Pani Alicja jak zawsze pięknie prezentuje się na wszystkich zdjęciach... piękna i fotogeniczna
W Twoim obiektywie zachwycająco zniewalająca
Jedne z najpiękniejszych fotografii Alicji
Alicja jak zwykle piękna
Kocham Twoje zdjęcia
Niesamowita jesteś
Cudnie, jestem po wrażeniem jak zwykle
- czytamy w komentarzach do zdjęć.
Alicja Bachleda-Curuś - kariera, Instagram, syn
Alicja Bachleda-Curuś, którą fani mogli oglądać w polskich i zagranicznych produkcjach, takich jak m.in.: "Syzyfowe prace", "Pan Tadeusz", "Trade", "Ondine", "Frendship!", "Bitwa pod Wiedniem" czy "Pitbull. Niebezpieczne kobiety" - od dawna mieszka w Stanach Zjednoczonych. Aktorka pracuje w zagranicznych produkcjach i odnosi niemałe sukcesy - w 2019 roku Amerykański Instytut Kultury Polskiej przyznał jej specjalne wyróżnienie za propagowanie Kultury Polskiej za oceanem.
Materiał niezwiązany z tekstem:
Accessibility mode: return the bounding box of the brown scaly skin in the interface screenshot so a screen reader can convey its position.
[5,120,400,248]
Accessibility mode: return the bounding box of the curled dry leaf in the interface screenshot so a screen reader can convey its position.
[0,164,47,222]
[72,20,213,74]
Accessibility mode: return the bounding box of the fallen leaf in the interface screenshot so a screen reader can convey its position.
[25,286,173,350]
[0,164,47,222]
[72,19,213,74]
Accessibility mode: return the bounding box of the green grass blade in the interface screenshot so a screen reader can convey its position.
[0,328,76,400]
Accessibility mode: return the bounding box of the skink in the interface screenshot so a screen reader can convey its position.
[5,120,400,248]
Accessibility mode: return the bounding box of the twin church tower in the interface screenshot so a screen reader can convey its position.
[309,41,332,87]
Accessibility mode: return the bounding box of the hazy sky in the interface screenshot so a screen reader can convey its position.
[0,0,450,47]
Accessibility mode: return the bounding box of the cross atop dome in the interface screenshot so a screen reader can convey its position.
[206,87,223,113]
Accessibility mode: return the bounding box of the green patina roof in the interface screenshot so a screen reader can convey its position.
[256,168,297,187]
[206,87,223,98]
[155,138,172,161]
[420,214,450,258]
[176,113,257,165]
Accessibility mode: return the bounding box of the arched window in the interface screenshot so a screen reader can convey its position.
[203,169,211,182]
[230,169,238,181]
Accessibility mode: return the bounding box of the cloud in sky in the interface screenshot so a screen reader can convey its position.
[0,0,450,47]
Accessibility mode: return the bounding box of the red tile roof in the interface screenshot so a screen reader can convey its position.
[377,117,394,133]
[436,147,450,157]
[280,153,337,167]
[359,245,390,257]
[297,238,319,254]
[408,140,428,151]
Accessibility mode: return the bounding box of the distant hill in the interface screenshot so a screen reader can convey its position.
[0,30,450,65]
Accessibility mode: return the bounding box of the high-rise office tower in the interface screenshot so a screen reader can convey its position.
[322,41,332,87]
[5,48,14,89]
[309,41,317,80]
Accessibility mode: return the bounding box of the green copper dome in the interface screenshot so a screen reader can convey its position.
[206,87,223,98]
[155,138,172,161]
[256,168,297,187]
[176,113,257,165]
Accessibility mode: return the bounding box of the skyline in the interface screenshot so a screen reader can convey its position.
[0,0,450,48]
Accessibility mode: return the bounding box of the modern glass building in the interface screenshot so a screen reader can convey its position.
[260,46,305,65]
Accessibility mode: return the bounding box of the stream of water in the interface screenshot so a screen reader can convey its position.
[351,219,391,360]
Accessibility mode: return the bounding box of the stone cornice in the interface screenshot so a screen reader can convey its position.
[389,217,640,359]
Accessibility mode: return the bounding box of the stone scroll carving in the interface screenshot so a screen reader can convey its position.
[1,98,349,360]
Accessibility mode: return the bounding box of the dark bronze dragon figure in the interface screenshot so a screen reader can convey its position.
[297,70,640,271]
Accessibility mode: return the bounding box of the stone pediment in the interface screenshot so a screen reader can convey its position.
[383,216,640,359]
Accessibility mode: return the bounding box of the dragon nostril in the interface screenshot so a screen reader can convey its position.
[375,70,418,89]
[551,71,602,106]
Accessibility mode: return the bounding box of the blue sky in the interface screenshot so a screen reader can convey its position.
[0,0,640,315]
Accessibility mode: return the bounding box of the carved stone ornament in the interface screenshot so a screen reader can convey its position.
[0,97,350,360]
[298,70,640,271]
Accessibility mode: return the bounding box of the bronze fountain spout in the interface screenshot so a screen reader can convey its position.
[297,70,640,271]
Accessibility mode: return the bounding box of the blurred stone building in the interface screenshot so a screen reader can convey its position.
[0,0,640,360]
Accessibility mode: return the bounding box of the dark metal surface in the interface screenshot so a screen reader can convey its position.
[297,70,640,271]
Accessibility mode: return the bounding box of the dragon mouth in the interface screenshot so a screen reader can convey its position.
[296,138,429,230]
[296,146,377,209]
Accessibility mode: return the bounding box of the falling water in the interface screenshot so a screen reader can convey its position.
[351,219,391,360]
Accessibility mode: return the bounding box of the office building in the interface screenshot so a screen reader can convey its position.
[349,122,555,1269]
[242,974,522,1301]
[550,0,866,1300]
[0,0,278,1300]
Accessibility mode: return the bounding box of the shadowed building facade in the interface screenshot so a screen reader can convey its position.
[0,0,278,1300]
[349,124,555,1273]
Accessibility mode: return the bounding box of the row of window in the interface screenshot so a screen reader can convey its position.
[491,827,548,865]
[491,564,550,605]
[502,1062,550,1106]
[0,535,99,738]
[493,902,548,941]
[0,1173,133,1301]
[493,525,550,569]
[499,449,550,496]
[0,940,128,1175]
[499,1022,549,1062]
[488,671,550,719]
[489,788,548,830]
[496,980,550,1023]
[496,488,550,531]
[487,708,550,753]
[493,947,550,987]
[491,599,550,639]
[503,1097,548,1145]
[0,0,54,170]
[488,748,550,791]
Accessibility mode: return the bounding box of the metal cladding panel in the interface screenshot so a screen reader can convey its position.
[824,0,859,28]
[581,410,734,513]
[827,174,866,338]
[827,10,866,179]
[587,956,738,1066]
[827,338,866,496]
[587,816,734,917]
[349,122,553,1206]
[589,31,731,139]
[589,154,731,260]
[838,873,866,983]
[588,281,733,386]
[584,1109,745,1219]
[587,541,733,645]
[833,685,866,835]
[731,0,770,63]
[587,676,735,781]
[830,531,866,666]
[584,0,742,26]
Prywatnie aktorka jest szczęśliwą mamą. Alicja Bachleda-Curuś ma syna, który jest owocem jej związku z irlandzkim aktorem. Przypomnijmy, Colin Farrell i piękna Polka poznali się kilkanaście lat temu na planie produkcji „Ondine”. Nie minęło zbyt wiele czasu od wspólnej pracy na planie, kiedy świat obiegły pierwsze plotki o tym, że łączą ich nie tylko relacje zawodowe, ale również romans. Para doczekała się syna. Henry Tadeusz, który przyszedł na świat 7 października 2009 roku. Niestety już wkrótce związek Alicji Bachledy-Curuś i Colina Farrella przeszedł do historii – na początku 2011 roku aktorka poinformowała, że nie są już razem.